As EG said, you can love more than one.

Fury :rose:

i believe i was taken wrong again, the original words were not meant for you and your situation, she replied that she was not happy in her marriage but was 'content' that was what i meant when i said i could not be just content. it's great that it's a joint decision between you and your husband, i replied to your original post to me just to let you know it was not your situation i was speaking of. and i am not judging anyone as long as everyone is happy and it works for them, it's not for me to judge. i guess i was answering your post and hers in one post and i was not specific on that, sorry about that......
 
JMohegan said:
There are lying Doms and honest Doms.

A Dom is a guy who gets off on controlling someone's behavior in a personal relationship. Who gives him this power, title, or role? One person and one person only. The woman who yields to his will, whether online or off.

My question was not getting at the issue of who is real or fake anything. I'm talking about deception, plain and simple.

Post 354:

Would you have said the same thing, Rose, before you met your partner? That you don't even care what gender the person really is?

How do you (general "you") know even the most basic information about the person with whom you are communicating when you can't even see his/her face or hear his/her voice?

If you move to webcam, then you may confirm gender and guess at age. But will you meet his friends? Family? Co-workers at the office picnic? Will you see him interact with waiters, or the guy next to him in line at the movies, or the guy who cuts him off in traffic?

You can gain an incredible amount of information about a guy from watching him interact with someone other than yourself. The isolation of one-on-one Internet time may be exquisitely intimate, but in many ways it just simply can *not* duplicate real life. And I am not speaking here about skin to skin contact, but rather about the multitude of experiences, situations, dilemmas, and challenges of interacting with more than a single human being at once.

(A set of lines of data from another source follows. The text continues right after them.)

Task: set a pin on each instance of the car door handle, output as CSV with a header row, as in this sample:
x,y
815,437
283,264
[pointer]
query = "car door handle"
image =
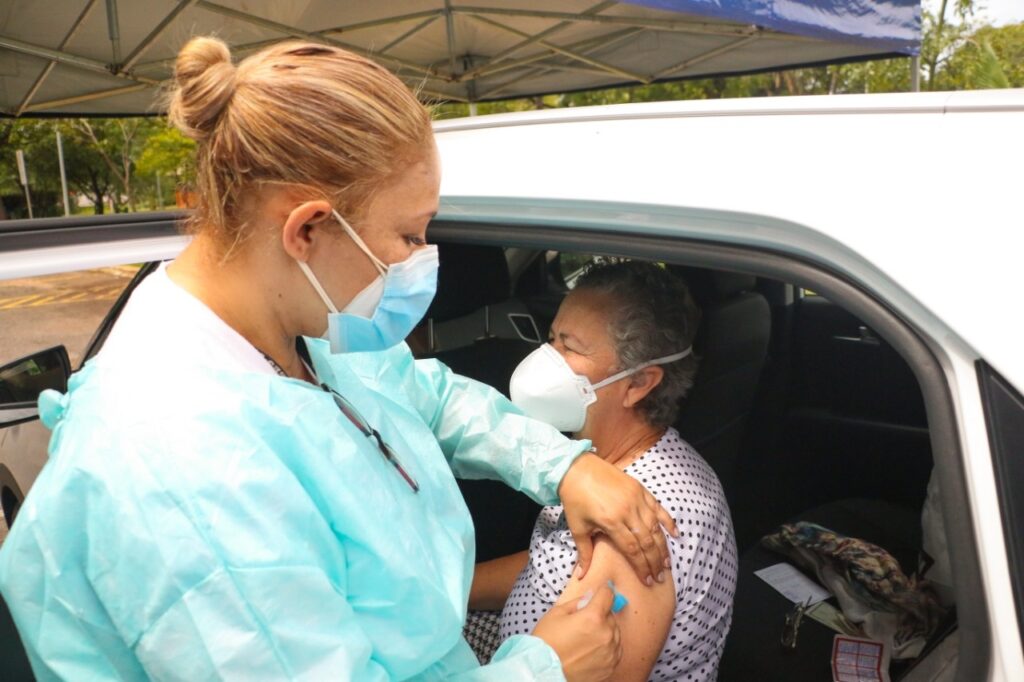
x,y
866,337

no, i would not have said the same thing before i met Master, nor would i say it now. i DO care whether they are married, Gender not so much but lying to me, yea i care about that. as far as not seeing Him interact with other people, Master and i are on the phone every chance we can be, the only times we are not, is when either one of us are at work, or sleeping, and then of course the times we are out doing whatever. i've spoke to His sister, His mother, His step father, His brothers, i've heard Him interact with everyone of them for 3 years. i've heard Him interact with a lot of other people besides myself, people at a gas station, restaurant , and yes even the way he reacts to someone who cuts Him off in traffic ...i guess we are more than just strictly online. we've been through alot in the 3 years we've been together, alot more than i ever been through with anyone in the 'physical' world. i do understand that anyone who has not walked in our shoes will not understand the depth of our bond and love and probably will not believe that it's there or that we will make it in r/l and that's fine, i don't expect anyone to know how it feels or to even understand it, but if you've never walked in the shoes how can you say that it isn't possible to have all the things online that you have in the physical world? i'm here to tell You, it can and has happened for me. Master and i are not just an 'online' relationship we are a relationship built on love, trust, devotion, and everything else that anyone in the 'physical' world bases their relationship on, we just happen to be 2,000 miles apart at the moment, our relationship will be taken into the 'physical' world soon, i don't know maybe i'm taking it wrong and you're talking to those 'online couples' who will ONLY be an online couple forever, but i know for Master and i, that is not the case, and we have met, spent a week together, watching each other interact with those around us. when you first start a relationship in the physical world you don't right off the bat know how that person reacts to certain situations either, i'm not seeing the difference that you speak of. i see now that you said (general you) so you were not speaking directly to me and my situation so i've wasted alot of time posting LOL..i'm gonna post it anyway because i've spent too much time wracking my brain and trying to explain.